While the benefits of 6G-enabled Internet of Things (IoT) are numerous, providing high-speed, low-latency communication that brings new opportunities for innovation and forms the foundation for continued growth in the IoT industry, it is also important to consider the security challenges and risks associated with the technology. In this paper, we propose a two-stage intrusion detection framework for securing IoTs, which is based on two detectors. In the first stage, we propose an adversarial training approach using generative adversarial networks (GAN) to help the first detector train on robust features by supplying it with adversarial examples as validation sets. Consequently, the classifier would perform very well against adversarial attacks. Then, we propose a deep learning (DL) model for the second detector to identify intrusions. We evaluated the proposed approach's efficiency in terms of detection accuracy and robustness against adversarial attacks. Experiment results with a new cyber security dataset demonstrate the effectiveness of the proposed methodology in detecting both intrusions and persistent adversarial examples with a weighted avg of 96%, 95%, 95%, and 95% for precision, recall, f1-score, and accuracy, respectively.

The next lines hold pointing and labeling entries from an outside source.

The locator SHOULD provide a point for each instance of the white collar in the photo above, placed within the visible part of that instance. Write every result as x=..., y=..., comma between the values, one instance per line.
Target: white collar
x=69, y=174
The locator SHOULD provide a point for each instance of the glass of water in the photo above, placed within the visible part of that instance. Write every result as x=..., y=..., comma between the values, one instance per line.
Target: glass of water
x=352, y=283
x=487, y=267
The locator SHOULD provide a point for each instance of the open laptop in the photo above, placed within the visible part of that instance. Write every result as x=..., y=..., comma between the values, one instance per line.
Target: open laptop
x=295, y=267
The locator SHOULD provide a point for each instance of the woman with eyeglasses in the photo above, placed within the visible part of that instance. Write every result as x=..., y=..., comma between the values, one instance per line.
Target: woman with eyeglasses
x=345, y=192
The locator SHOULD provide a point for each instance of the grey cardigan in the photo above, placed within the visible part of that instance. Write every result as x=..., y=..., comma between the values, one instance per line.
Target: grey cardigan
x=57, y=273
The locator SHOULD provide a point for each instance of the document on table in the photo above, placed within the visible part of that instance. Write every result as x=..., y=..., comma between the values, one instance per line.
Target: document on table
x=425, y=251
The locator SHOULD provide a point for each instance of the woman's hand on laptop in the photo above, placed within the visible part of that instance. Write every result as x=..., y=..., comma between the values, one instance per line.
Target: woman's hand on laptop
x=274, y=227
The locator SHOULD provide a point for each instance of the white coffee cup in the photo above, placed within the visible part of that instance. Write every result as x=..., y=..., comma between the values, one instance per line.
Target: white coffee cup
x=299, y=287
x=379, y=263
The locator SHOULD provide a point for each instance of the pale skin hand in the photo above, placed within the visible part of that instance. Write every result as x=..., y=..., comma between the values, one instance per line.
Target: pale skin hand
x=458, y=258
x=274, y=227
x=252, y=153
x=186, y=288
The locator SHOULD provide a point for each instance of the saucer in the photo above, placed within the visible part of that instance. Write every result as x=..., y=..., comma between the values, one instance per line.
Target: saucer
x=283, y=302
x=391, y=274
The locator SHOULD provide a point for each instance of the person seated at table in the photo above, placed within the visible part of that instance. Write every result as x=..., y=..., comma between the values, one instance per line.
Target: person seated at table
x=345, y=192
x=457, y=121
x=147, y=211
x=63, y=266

翻译：尽管6G赋能的物联网（IoT）带来众多优势——实现高速低延迟通信，为创新开辟新机遇，并为物联网行业的持续增长奠定基础——但我们也必须重视相关技术带来的安全挑战与风险。本文提出一种基于双重检测器的两阶段入侵检测框架，用于保障物联网安全。在第一阶段，我们提出一种采用生成对抗网络（GAN）的对抗训练方法，通过向第一个检测器提供对抗样本作为验证集，帮助其在鲁棒特征上进行训练。由此，分类器将能有效抵御对抗攻击。随后，我们为第二阶段检测器设计了一个深度学习（DL）模型用于识别入侵行为。我们评估了所提方法在检测准确率及对抗攻击鲁棒性方面的效能。实验基于新的网络安全数据集进行，结果表明该方法在检测入侵与持续性对抗样本方面具有有效性，其加权平均精确率、召回率、F1分数和准确率分别达到96%、95%、95%和95%。